The middle portion of the film introduces everyone to the horrors of war, firstly by revealing the shellshocked detachment of Edward and Roland when they return home on leave. Roland in particular seems distant and angry, often snapping at Vera, impatient with her innocence. He recovers his loving nature sufficiently in order to propose marriage, but of course the wedding never happens. Roland is killed in France soon after, a year into hostilities. Grieving but galvanized, Vera abandons college, signs up to be a nurse, first on home soil, treating returning soldiers, then later on the front lines, in France. Initially, her challenge is to overcome the severity of her nursing supervisors, the grudging attitudes of her peers, who smell Oxford elitism upon her. But Vera is resilient, tough, and above all truth-seeking, which eventually wins her admirers. Most powerful is a scene in which she has sought out the commander of Roland’s former unit. Bravely, she penetrates the commander’s consoling platitudes and learns the full truth of her fiance’s dying ordeal.

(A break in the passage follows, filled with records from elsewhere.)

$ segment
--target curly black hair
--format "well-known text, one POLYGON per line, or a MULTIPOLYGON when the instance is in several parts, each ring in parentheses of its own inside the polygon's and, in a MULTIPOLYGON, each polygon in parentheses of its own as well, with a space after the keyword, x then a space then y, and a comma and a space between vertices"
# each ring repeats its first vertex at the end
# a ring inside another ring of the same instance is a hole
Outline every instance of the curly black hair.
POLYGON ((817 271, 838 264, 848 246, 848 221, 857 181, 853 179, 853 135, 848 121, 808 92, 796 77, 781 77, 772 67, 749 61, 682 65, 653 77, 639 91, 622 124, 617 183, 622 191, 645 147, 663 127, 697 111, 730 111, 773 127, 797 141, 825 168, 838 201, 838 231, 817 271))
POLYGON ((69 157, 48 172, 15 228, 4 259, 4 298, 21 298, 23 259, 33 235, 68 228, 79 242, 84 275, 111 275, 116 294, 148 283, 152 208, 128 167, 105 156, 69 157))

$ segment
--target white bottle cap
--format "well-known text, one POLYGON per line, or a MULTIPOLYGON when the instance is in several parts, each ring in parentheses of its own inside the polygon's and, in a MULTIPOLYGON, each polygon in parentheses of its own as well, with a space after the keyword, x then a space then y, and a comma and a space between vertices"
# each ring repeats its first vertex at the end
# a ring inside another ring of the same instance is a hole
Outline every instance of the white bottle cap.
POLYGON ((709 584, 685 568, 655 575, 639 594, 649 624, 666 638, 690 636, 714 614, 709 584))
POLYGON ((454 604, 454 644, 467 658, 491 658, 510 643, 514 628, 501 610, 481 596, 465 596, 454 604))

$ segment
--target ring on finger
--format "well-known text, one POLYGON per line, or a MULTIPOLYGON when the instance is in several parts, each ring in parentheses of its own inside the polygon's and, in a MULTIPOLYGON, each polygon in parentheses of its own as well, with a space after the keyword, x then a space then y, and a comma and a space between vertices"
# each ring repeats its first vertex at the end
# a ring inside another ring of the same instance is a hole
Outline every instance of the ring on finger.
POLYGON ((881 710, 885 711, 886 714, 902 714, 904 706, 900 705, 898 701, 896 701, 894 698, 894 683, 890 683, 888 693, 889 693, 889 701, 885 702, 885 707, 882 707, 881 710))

It’s another turning point in the story, which plunges further into the horror of war, sparing no one the grisly details. On the front lines, Vera treats the maimed and the dying with increasing maturity but diminishing hope, all the while maintaining a grim hold on reality. One after another, characters perish. Finally, and inevitably, Vera learns that her brother Edward has also fallen victim. At this point it is 1917, just before the end of the war. On Armistice day, she wades through a crowd of revelers, unable to join in celebrations, for everyone she has loved is either dead or has been broken irrevocably. At her home in the countryside, her mother dithers, a shadow of her once vital self. She is unable to get out of bed. Her father is quiet, at times sobbing–a lonely, depressed man. The film’s climax is a town hall meeting: Vera takes the stage and shouts down a raucous crowd which is protesting the notion that Germany might receive any leniency in post war negotiations. She displays her credentials, her irrefutable losses, but recounts the moment in which her knowledge of German was put to good use. It was a death scene: one in which she hovers over a dying “Hun”, apparently taking in a confession that fights against the man’s final breaths. In the meeting, unlike the earlier scene, Vera discloses the content of the man’s thoughts: a plea for forgiveness from a former sweetheart; a moment of redemption that equalizes friends and enemies.

Vera’s memoirs, written in sequence in the post-war years, were a testament to the realities of war, highlighting the ways in which women are changed by war.